To take Object Relations Theory a step further, Quatman goes on to state that not only do we internalize the way in which we were treated by our early caregivers, but rather “we internalize both sides of the emotional interaction in a way we don’t really do as adults” (p. 107). In the case of the emotionally cold father, as a young child you would not just internalize the object of a distant father figure; you would internalize the entire interpersonal landscape of the situation. What this means is that later in life this internalized father-interaction object could influence your relational skills in a number of ways. You could harken back to the small child yearning for his father’s affection, and seek out older men to mentor you who are similarly distant. Or, the internalized object of this interaction could cause you to become the very emotionally cold and distant father figure to someone else. Further, you may come to believe that the dynamics of your father/son, older wise man/younger mentor child dyad from your early childhood is the standard or default way for fathers and sons to interact. You might unconsciously select to replay different aspects of the father/son pair, and because you have internalized the whole dyad, and not just your role in it, this internalized object can have a wide range of influences on your later life.

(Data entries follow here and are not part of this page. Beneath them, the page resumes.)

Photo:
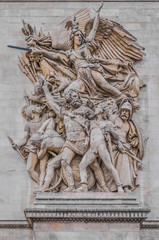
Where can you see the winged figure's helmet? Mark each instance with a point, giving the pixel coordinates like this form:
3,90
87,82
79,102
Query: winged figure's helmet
127,104
74,25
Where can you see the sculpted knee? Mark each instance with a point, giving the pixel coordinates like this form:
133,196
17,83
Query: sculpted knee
110,167
82,165
64,163
30,171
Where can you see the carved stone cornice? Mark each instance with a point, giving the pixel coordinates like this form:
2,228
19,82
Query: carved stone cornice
14,224
94,207
150,224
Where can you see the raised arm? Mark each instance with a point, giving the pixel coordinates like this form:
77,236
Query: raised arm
92,33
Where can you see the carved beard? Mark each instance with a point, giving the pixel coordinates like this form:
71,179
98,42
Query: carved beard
76,103
124,117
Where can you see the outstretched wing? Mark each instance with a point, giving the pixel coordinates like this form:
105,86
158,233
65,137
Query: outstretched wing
114,41
61,33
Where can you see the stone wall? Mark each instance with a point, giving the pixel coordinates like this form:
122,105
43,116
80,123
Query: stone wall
139,18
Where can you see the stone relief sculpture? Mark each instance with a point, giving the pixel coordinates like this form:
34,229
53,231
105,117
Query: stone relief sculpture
80,134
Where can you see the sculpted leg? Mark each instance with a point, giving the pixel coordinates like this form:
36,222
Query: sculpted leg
104,154
31,164
55,163
43,164
87,159
67,156
102,82
99,175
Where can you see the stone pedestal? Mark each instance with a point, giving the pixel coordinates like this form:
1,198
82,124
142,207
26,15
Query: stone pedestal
67,216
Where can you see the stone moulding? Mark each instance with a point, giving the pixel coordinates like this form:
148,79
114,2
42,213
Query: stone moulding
23,224
85,208
150,224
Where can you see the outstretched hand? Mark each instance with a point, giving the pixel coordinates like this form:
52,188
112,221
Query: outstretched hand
99,8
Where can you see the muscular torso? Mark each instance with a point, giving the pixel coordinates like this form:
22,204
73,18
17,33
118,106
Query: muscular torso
122,128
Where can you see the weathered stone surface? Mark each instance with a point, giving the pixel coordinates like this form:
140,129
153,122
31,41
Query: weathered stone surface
16,187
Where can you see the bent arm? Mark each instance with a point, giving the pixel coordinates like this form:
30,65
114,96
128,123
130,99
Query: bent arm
24,140
92,33
50,100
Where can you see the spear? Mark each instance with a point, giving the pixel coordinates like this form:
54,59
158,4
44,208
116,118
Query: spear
20,48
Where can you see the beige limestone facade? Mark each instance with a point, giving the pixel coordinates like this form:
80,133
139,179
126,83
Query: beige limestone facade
139,18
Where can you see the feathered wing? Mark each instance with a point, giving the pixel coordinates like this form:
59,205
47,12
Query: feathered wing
115,42
61,33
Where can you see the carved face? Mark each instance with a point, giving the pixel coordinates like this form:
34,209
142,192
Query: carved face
78,39
124,114
75,100
38,89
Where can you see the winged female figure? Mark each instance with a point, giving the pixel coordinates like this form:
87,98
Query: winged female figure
102,67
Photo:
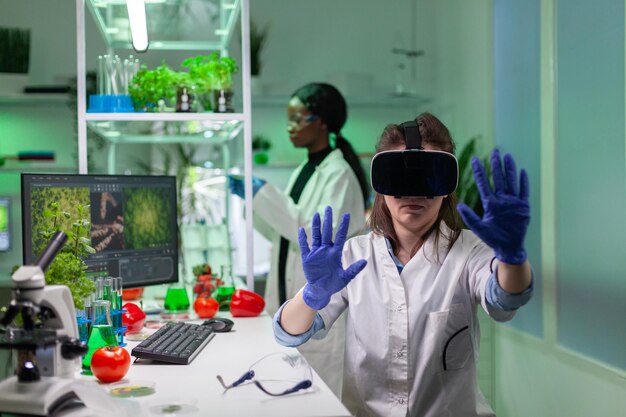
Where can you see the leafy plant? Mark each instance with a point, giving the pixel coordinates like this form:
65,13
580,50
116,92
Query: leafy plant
258,38
467,191
211,72
150,86
14,50
68,268
261,143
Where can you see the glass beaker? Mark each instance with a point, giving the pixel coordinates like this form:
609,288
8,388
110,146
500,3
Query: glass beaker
101,333
176,300
224,292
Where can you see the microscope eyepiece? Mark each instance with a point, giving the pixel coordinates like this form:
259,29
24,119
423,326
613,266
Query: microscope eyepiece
48,254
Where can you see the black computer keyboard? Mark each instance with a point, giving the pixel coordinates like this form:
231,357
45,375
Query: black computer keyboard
176,343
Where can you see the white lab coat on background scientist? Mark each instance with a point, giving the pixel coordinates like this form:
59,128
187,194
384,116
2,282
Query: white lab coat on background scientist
328,177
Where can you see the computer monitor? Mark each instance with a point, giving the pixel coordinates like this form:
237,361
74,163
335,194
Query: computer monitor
5,224
133,222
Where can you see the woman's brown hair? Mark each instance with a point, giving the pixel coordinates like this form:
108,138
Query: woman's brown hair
436,134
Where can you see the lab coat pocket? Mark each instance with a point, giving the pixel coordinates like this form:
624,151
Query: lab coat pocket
457,345
447,342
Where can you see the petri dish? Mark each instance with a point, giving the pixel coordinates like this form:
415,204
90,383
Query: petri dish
131,389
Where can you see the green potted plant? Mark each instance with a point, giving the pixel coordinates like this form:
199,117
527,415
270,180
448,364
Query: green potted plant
14,59
155,90
68,268
260,146
200,78
213,73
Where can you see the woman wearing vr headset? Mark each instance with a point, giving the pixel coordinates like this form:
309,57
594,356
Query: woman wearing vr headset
327,177
413,284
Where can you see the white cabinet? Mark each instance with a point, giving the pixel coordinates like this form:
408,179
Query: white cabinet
170,28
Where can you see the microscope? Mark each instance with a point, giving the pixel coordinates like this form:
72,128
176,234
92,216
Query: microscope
46,343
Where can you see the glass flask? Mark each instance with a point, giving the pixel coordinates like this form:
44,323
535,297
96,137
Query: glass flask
224,291
101,333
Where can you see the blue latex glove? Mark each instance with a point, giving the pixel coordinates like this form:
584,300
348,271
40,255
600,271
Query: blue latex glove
235,183
506,212
322,262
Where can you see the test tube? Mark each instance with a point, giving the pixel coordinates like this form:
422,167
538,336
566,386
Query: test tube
100,77
99,288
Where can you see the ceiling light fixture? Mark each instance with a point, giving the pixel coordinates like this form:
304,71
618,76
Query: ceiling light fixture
138,26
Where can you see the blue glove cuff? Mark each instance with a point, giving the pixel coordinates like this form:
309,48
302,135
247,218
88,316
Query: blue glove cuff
314,300
516,258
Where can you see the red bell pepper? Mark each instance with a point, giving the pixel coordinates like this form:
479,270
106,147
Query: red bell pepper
246,303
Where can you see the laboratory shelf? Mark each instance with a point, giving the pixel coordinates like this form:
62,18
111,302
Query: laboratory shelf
173,117
201,26
174,24
164,131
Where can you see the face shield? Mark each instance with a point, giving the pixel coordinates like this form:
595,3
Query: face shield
414,172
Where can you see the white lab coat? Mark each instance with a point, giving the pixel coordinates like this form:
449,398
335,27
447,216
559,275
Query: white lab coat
399,326
332,184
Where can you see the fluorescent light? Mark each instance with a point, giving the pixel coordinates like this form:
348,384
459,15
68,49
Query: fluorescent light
138,27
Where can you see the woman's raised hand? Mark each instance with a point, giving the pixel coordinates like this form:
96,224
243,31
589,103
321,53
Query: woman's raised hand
506,209
322,261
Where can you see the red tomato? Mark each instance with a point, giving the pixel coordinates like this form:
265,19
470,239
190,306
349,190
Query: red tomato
133,318
246,303
110,363
132,293
205,307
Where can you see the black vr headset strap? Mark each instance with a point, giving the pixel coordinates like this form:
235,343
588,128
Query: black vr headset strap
412,135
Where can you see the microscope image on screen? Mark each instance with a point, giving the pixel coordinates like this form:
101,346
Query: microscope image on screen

Quatman writes about the important difference between early interpersonal interactions and later adult ones by writing “as little people, we absorb experience rather than studying it” (p. 108). That is to say, we absorb our representations of these earliest interpersonal experiences without discrimination – we don’t yet have the critical reasoning skills to decide whether this is an acceptable interpersonal dynamic to internalize. It just happens to us, and then we wake up sometime later in middle adulthood in the midst of these mysterious interpersonal currents wondering why we always end up with a certain type of woman, or end up in certain types of arguments with our bosses, or always seem to treat our friends in a certain way. These influences are powerful, often hidden under layers of unconscious armor, and we have no real say in the matter of which objects we internalize.

Important to remember through all of this is that this whole process happens on an unconscious level. We do not intend to internalize certain object relation pairs in early childhood, and later in life, we have little to no control over how these internalized objects influence our interpersonal life. Perhaps the only freedom we do have in our predicament is the freedom to explore and learn and understand more about our relational landscape so we are not left in the dark as much. It is an interesting and often difficult process to wake up to these unconscious habits and patterns, and to realize that powerful shaping forces have been at work in our lives without even realizing it. Understanding, or insight into these dynamics in ourselves can provide some level of freedom of choice, we can see the relational patterns for what they are, just patterns, and begin to carve new grooves in the way we navigate life.